Für eine finale magische WM-Nacht muss der 54-jährige Löw, der seine achtjährige Amtszeit als Chefcoach ebenfalls toppen und sich in die Ruhmesreihe der deutschen Weltmeister-Trainer Sepp Herberger, Helmut Schön und Franz Beckenbauer einreihen möchte, einen letzten Masterplan entwickeln. "Mit kluger Taktik, Einsatz und Willen wollen wir das Spiel für uns entscheiden", kündigte Assistent Flick an.

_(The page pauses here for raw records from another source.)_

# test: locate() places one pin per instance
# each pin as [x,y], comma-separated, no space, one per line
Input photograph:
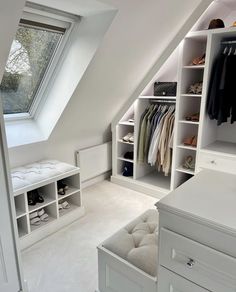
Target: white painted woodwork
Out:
[198,232]
[30,234]
[171,282]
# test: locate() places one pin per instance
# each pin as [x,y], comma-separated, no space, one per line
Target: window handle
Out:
[190,263]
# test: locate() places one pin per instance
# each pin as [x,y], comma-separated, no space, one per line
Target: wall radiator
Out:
[94,161]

Löw kann aller Voraussicht nach die zuletzt so starke Stammelf aufbieten. Auch Mats Hummels behindert eine leichte Knieblessur nicht mehr entscheidend. Oder überrascht der Bundestrainer personell noch mal? "Jeder muss versuchen, im Finale etwas Neues zu machen, etwas Entscheidendes", sagte Klose: "Das wird ein sehr taktisches Spiel."
Große Geheimnisse bergen beide Teams eigentlich nicht. Deutschland ist nach der Halbfinal-Gala der Favorit, aber Argentinien hat im Turnierverlauf etliche Willenssiege aneinandergereiht. "Es ist ein WM-Finale, da kommt ein Brocken auf uns zu", sagte Toni Kroos. Der Münchner hat sich in Brasilien zu einer Kapazität im deutschen Spiel aufgeschwungen.

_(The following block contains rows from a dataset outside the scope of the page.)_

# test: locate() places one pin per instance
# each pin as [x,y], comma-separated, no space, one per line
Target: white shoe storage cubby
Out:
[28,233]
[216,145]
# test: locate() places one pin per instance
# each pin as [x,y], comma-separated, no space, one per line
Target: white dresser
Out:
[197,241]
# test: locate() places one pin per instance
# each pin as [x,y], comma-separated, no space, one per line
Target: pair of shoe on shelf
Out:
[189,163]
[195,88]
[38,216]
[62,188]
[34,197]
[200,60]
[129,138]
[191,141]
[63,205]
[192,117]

"Unser Mittelfeld ist bei dieser WM immer sehr dominant", schwärmte Löw vom Kraftzentrum, in dem sich Bastian Schweinsteiger und Sami Khedira an der Seite von Kroos ins Turnier gebissen haben. Die Mannschaft hat in den mehr als 40 Tagen seit dem Start ihrer Titelmission am 21. Mai mit dem Trainingslager in Italien eine enorme Entwicklung durchlaufen. "Was sich in den sieben Wochen von Südtirol bis hier getan hat, ist ein Wahnsinn", sagte Flick staunend.
Vieles, wenn nicht alles, dreht sich bei Argentinien um den viermaligen Weltfußballer Messi, der wie vor vier Jahren in Südafrika beim deutschen 4:0-Erfolg im Viertelfinale wieder auf dem Rasen leiden soll. Der vierfache Turniertorschütze ist der Schlüsselspieler beim Gegner, ihn gilt es vor allem zu stoppen. "Die Nummer 10 bei Argentinien war schon immer gefährlich, das war Maradona und ist jetzt Messi", sagte DFB-Präsident Wolfgang Niersbach. "Messi kann Spiele im Alleingang entscheiden", warnte Klose.

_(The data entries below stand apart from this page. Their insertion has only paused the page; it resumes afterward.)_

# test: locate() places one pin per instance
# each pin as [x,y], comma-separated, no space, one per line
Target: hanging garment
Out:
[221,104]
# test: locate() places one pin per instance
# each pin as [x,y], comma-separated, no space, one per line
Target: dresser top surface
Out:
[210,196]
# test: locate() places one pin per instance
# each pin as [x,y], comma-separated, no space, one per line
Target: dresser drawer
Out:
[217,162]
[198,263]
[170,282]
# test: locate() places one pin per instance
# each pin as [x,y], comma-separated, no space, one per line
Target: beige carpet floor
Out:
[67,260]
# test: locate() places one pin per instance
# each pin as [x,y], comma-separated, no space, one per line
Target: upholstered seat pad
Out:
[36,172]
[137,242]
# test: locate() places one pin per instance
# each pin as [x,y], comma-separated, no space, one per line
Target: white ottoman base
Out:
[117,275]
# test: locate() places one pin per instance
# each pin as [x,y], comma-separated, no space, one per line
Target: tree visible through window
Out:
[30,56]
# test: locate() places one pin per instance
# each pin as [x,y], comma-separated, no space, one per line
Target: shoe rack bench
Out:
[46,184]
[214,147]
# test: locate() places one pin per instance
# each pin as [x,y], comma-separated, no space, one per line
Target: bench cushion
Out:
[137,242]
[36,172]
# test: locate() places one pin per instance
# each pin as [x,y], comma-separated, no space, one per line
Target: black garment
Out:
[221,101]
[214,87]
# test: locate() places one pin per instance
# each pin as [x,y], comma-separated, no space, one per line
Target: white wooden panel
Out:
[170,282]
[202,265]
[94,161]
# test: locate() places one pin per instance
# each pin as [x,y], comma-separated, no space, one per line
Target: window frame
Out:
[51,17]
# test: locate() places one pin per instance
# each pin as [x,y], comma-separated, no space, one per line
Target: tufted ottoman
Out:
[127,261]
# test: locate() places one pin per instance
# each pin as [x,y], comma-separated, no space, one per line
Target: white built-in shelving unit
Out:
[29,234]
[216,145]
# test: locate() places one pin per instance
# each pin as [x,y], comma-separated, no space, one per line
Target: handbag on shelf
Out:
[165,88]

Na und! Deutschland hat Thomas Müller (5 Tore), der wie 2010 nach der Torjägerkrone greift. Deutschland hat WM-Rekordschütze Miroslav Klose (16 Treffer). Deutschland hat Manuel Neuer, den Giganten im Tor. Und Deutschland hat eine Generation von Nationalspielern um Lahm, Klose, Schweinsteiger, Mertesacker, die nach mehr als 100 Länderspielen und mehreren vergeblichen Anläufen endlich als goldener Jahrgang vor den Augen der Weltöffentlichkeit triumphieren will.
Das "beschissene" Gefühl, am Sonntagabend bei der Siegerehrung einem jubelnden Messi mit dem Weltpokal zusehen zu müssen, mögen sich Klose und Co. gar nicht ausmalen. Ohne den rund 6,2 Kilogramm schweren Weltpokal will keiner am Montag die Heimreise antreten. "Wir brauchen eine Topleistung, um Weltmeister zu werden", sagte Kroos. 300 000 Euro Titelprämie winken jedem der 23 Akteure, 25,6 Millionen Euro würde der DFB als Preisgeld vom Weltverband kassieren. Der Ruhm, wieder führend in der Welt zu sein, wäre ungleich wertvoller.